Читаем Stalin полностью

In the regime’s urban strongholds, money was giving way to barter amid galloping inflation, coins (which contained silver) were being hoarded, and even cigarettes could not be had. “At Moscow Tricotage no. 3,” a trade union functionary wrote in his diary (March 14), “one worker gave a speech stating, ‘Stalin wrote a correct article, only late. Bukharin wrote about this half a year ago and now it is being done Bukharin’s way. Ilich was right, saying, “Don’t trust Stalin, he will ruin you.” ’”189 Moscow provincial party boss Kārlis Baumanis—who had been ahead of Stalin in publicly promoting wholesale collectivization—was now made a sacrificial lamb, accused of extreme leftism. Kaganovich replaced him as party boss for Moscow in April 1930, while remaining a Central Committee secretary. Dispatched to Western Siberia that month (Roberts Eihe, the party boss there, was said to have appendicitis), Kaganovich got an earful, but he forced the local party bureau to adopt a secret resolution condemning as “leftist” their complaints against Stalin’s scapegoating of them.190

Nikolai Kin, a worker in the southern Ukraine city of Kherson, sent Stalin a blistering rebuttal to “Dizzy with Success,” detailing how the Central Committee was at fault, the party’s authority was damaged, and regime policies were self-defeating: “We are liquidating the kulak, and developing orphans and the indigent, throwing the children of kulaks, who are guilty of nothing, on the street.” Stalin responded privately. “Time will pass, the fury will subside, and you will understand that you are incorrect from beginning to end,” he wrote (April 22), admonishing Kin not to take pride in being a worker. “Among workers all kinds of people are found, good ones, bad ones. I know old workers with long experience in production who are still following the Mensheviks and even now cannot emancipate themselves from nostalgia for the old capitalist masters. Yes, comrade Kin, all kinds of workers are found on the earth.”191

PROPAGANDA AND HUNGER

To immense fanfare, on April 25, 1930, the separate constructions of the northern and southern sections of the Turkestan–Siberian Railway, known as Turksib, were joined at Aina-Bulak, some eight months ahead of schedule, using excavators purchased abroad and gargantuan amounts of manual labor, amid climate extremes and self-generated chaos. The Soviets engaged and persecuted “bourgeois” specialists and Kazakh jataki (horsemen without herds); unemployed Slavic workers had flocked in for the ration cards. The upshot would be Siberian grain imported to Central Asia to allow further expansion of cotton crops, and, in the short term, a propaganda coup.192 To the ceremony/banquet for thousands in the steppes (“Long Live Turksib! Long Live Stalin!”), a special train from Moscow carried officials and foreign guests, “a microcosm of the Soviet world . . . and its capitalist encirclement,” quipped an American journalist.193 A single Turksib could occlude many fiascoes, especially for people who wanted to believe.

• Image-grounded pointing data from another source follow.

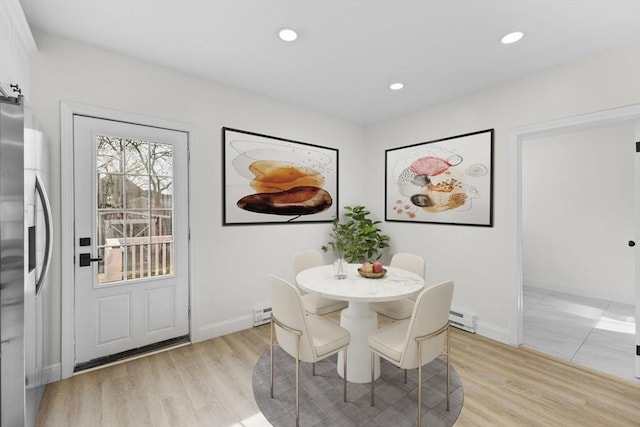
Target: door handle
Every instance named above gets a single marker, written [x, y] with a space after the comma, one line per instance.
[86, 260]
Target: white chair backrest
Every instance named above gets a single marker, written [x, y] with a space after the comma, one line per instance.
[287, 307]
[430, 313]
[410, 262]
[306, 259]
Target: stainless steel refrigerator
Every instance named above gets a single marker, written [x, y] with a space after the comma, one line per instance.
[25, 250]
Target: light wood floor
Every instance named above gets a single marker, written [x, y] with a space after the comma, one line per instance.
[209, 384]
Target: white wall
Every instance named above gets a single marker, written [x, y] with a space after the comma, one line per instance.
[480, 260]
[578, 212]
[231, 264]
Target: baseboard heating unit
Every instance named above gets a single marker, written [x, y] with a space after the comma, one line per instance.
[463, 320]
[261, 315]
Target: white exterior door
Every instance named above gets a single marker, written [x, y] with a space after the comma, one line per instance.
[131, 236]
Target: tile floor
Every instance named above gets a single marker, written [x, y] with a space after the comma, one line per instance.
[591, 332]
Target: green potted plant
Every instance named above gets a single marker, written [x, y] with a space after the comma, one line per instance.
[356, 239]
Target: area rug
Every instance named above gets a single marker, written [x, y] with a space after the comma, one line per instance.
[321, 401]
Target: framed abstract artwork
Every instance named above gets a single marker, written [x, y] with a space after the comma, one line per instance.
[446, 181]
[270, 180]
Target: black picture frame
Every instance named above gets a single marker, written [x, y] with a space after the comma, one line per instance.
[443, 181]
[272, 180]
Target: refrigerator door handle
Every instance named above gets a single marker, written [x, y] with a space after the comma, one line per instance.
[46, 207]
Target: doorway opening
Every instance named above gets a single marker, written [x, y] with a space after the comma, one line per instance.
[545, 295]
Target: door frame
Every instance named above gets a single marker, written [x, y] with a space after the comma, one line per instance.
[67, 276]
[516, 137]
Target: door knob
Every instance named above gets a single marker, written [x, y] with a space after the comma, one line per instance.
[86, 260]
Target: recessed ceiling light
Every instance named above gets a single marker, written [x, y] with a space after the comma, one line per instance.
[287, 34]
[512, 37]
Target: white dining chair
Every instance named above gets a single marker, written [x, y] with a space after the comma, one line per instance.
[305, 337]
[314, 304]
[402, 308]
[414, 342]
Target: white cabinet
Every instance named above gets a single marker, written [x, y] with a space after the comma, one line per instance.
[16, 44]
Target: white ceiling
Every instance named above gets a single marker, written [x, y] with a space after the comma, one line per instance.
[348, 51]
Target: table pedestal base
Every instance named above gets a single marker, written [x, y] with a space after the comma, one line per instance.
[359, 320]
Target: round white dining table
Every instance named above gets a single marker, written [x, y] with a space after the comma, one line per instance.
[358, 318]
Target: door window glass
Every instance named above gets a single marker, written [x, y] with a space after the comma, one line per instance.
[134, 206]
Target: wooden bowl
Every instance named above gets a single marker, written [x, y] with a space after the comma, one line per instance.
[372, 275]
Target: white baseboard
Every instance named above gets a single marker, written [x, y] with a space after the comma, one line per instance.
[494, 332]
[579, 291]
[218, 329]
[52, 373]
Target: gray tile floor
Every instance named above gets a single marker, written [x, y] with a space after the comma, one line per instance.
[595, 333]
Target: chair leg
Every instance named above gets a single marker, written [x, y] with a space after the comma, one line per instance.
[298, 382]
[271, 359]
[372, 375]
[448, 342]
[419, 383]
[344, 372]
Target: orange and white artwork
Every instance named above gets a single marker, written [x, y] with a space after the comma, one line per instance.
[276, 180]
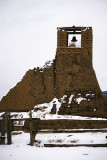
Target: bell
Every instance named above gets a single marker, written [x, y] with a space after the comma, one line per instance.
[74, 39]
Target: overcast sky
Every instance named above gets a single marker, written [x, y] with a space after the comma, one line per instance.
[28, 35]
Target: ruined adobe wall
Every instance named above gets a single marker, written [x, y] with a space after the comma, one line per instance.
[70, 78]
[36, 87]
[76, 80]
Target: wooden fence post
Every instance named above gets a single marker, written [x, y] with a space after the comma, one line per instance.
[2, 137]
[9, 129]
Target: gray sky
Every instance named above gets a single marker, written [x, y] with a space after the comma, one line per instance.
[28, 35]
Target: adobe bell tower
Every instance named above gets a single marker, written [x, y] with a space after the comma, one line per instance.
[75, 77]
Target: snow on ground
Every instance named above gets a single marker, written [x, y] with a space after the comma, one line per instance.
[19, 150]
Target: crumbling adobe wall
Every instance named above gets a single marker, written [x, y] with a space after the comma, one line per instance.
[76, 80]
[70, 78]
[36, 87]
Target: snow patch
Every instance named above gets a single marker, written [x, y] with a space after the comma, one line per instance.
[78, 100]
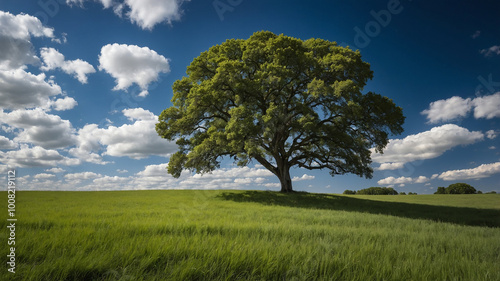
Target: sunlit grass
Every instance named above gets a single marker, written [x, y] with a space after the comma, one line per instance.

Not every person would be ideologized to the same depth, but life outside Communism was becoming unthinkable.194

The Rostov Agricultural Engineering Works followed, the largest of its kind in Europe, pronounced complete on June 1, 1930, after three years of construction.195 An iconic power station, Dneprostroi, at the cataracts of the Dnieper in Soviet Ukraine, was under fevered construction. Never mind that, for a time, half the derricks were occupied picking up the other half: the symbolism of harnessing nature in order to power a new industrial complex of projected aluminum plants and an integrated steel plant at Zaporozhe was linked in saturation coverage to individual transformation. “We build the dam, and the dam builds us” became the oft-repeated slogan.196 Epic constructions of the state-of-the-art steel blast furnaces—and of new people—at far-off Magnitogorsk and Kuznetsk were bathed in bright spotlights, too, attracting hordes of foreign correspondents, many of whom were moved to renounce their skepticism.